瑠駆真が私に想いを寄せてくれているという事実を、知らないワケはないだろう。私という存在があるから、だから告白する事もできないという事なのだろうか。だとしたら、私の存在は彼女にとっては目障りなだけだ。
でも、コスプレの事もあるし、秘密をバラされる怖さは彼女も知っているだろうから、まさか彼女が私の気持ちを校内に広めたという事はないと思う。そもそも、その事実を彼女が知っているとは思えないし。

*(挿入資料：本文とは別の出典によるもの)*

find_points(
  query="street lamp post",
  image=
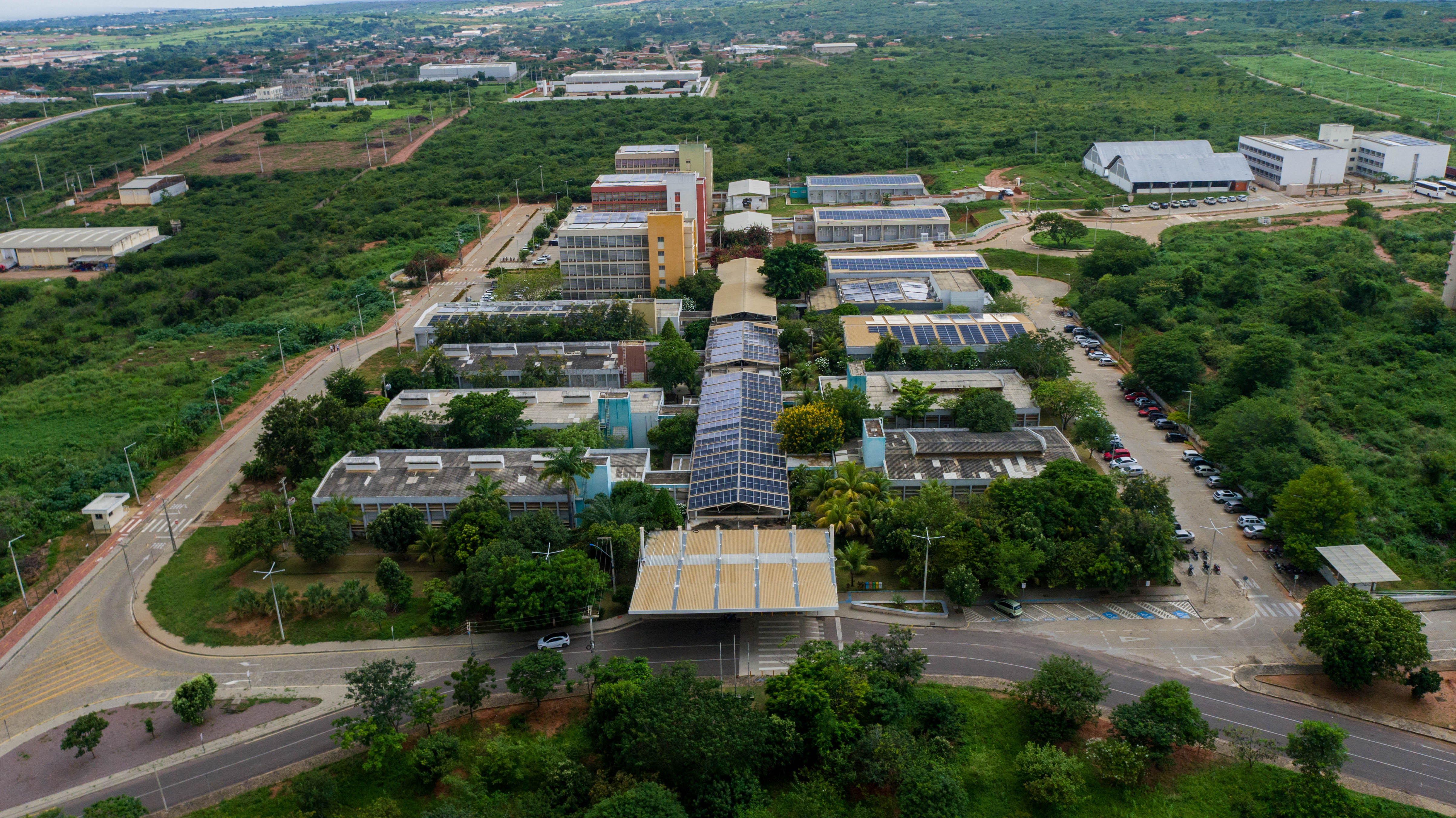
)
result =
(135, 492)
(11, 545)
(216, 405)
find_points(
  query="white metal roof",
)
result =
(41, 238)
(749, 188)
(1358, 564)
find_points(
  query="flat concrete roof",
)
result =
(744, 571)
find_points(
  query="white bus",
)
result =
(1433, 190)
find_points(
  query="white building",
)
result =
(748, 194)
(618, 82)
(1170, 165)
(450, 72)
(1400, 156)
(1294, 161)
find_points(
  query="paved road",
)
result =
(1378, 754)
(34, 127)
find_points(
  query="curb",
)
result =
(1247, 679)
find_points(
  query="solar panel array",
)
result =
(862, 181)
(736, 450)
(899, 264)
(961, 331)
(879, 214)
(742, 341)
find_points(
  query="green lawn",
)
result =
(194, 593)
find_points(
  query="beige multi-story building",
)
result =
(625, 254)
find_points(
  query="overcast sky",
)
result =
(82, 8)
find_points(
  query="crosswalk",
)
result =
(780, 640)
(1289, 610)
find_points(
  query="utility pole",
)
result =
(925, 577)
(268, 574)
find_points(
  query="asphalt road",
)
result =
(1378, 754)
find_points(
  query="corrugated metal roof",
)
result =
(1173, 168)
(41, 238)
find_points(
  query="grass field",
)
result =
(1366, 92)
(193, 594)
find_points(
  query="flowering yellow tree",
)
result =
(810, 430)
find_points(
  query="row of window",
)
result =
(605, 241)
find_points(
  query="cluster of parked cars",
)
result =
(1177, 204)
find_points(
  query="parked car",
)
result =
(1008, 607)
(554, 641)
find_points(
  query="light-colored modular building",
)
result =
(60, 247)
(862, 188)
(152, 190)
(861, 225)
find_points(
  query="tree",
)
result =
(980, 411)
(194, 698)
(1318, 507)
(85, 734)
(348, 386)
(855, 561)
(1360, 638)
(647, 800)
(961, 586)
(1094, 431)
(483, 420)
(810, 430)
(1119, 254)
(322, 535)
(394, 583)
(1050, 775)
(1117, 762)
(793, 270)
(426, 705)
(915, 401)
(673, 360)
(1065, 693)
(472, 683)
(1425, 682)
(536, 675)
(564, 468)
(1167, 363)
(1317, 749)
(675, 434)
(1068, 399)
(1265, 360)
(117, 807)
(1163, 718)
(1248, 747)
(395, 528)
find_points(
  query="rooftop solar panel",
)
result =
(862, 181)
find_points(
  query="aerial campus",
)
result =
(749, 410)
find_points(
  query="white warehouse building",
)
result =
(450, 72)
(1294, 161)
(1400, 156)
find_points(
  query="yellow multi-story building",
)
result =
(625, 254)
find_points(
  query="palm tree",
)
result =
(855, 559)
(564, 468)
(430, 546)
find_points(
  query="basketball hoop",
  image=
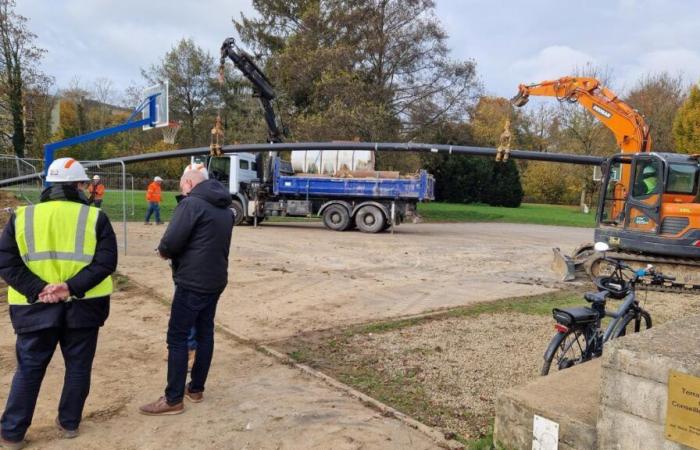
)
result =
(170, 132)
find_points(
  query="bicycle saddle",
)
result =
(595, 297)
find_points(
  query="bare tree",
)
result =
(658, 97)
(19, 58)
(104, 94)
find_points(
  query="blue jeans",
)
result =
(189, 309)
(153, 207)
(192, 339)
(34, 351)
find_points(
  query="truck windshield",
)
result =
(682, 179)
(219, 169)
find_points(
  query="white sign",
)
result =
(545, 434)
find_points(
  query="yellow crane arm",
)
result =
(628, 126)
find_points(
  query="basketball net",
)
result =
(170, 132)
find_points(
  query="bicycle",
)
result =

でも、幸田さんは知っている。ひょっとして、幸田さんが金本緩に教えたとか?
いや、まさか。だいたい、金本緩と親しいのは幸田さんであって、霞流さんではないんだし。いや、でも。
疑念は膨らむ。
幸田さんに、確認してみた方がいいのだろうか?
そういえば、あの時二人で話していた、ゲームの衣装はどうなったのだろう? 出来上がったのだろうか?
「まぁいいや」
呟くような声にハッと顔をあげる。
「教えてくれないのなら、自分で聞くよ」
「聞く? 誰に?」
「決まってるだろ。金本緩にさ」
「どうやって?」
「簡単さ。美鶴と霞流の噂を流したのは君か? とね」
もし違ったら、金本緩はどう思うだろう。好きな人にあらぬ疑いなどを掛けられたら、彼女は、どう思うのだろう?
自分だったら、どう思うだろうか?
「私が、聞いてみるよ」
瑠駆真が瞳を大きくする。
「君が? どうして?」
「どうしてって、だって、これは私の問題だし」
「よほど、僕には知られたくない事情でもあるのか?」
「そんなんじゃない。ただ、この件は私の問題なんだから、そもそも瑠駆真が頭を突っ込む必要は無いんだよ」
「何度も言ってるだろう? 君がまた誰かに陥れられていないか、それが心配なだけであって」
「心配なんてしてくれなくてもいいっ」
強引に遮る。
「心配なんてしてもらったって、私には瑠駆真の気持ちは受け入れられない」
瑠駆真は、言葉に詰まる。
「別に、そんなつもりでは」
苦し紛れに答えるその声に、美鶴は言いようのない罪悪を感じた。
わかっている。瑠駆真には、そんな下心は無い。美鶴の気を惹きたくて心配をしているのではない。それはわかっているのだ。だけれども。
「ウザいんだよ」
なんて酷い言葉。
「迷惑なんだ」
なんて卑怯な言葉。そんな事言って瑠駆真を傷つけて、それが何になると言うのだ。開き直って悪者を演じて、それで瑠駆真を遠ざけようだなんて、そんな事、できるワケがないのに。
「本気で言ってるの?」
「本気だよ」
「だったら、僕の目を見て言ってごらん」
「お前の指図は受けない」
何をイラついているんだ? さっきまでは、智論さんと話をして、すごく気分が楽になったと思ったのに。もう自分は迷わない。絶対に霞流さんを振り向かせてみせる。そう胸に決意したはずなのに。
瑠駆真の視線が痛い。優しさが苦しい。あと何回、彼の好意を断らなければいけないのだろう。好きになってくださいだなんて、頼んだ覚えはないのに。
なんて贅沢。なんて我侭。わかっている。わかってるけど、どうしようもないんだ。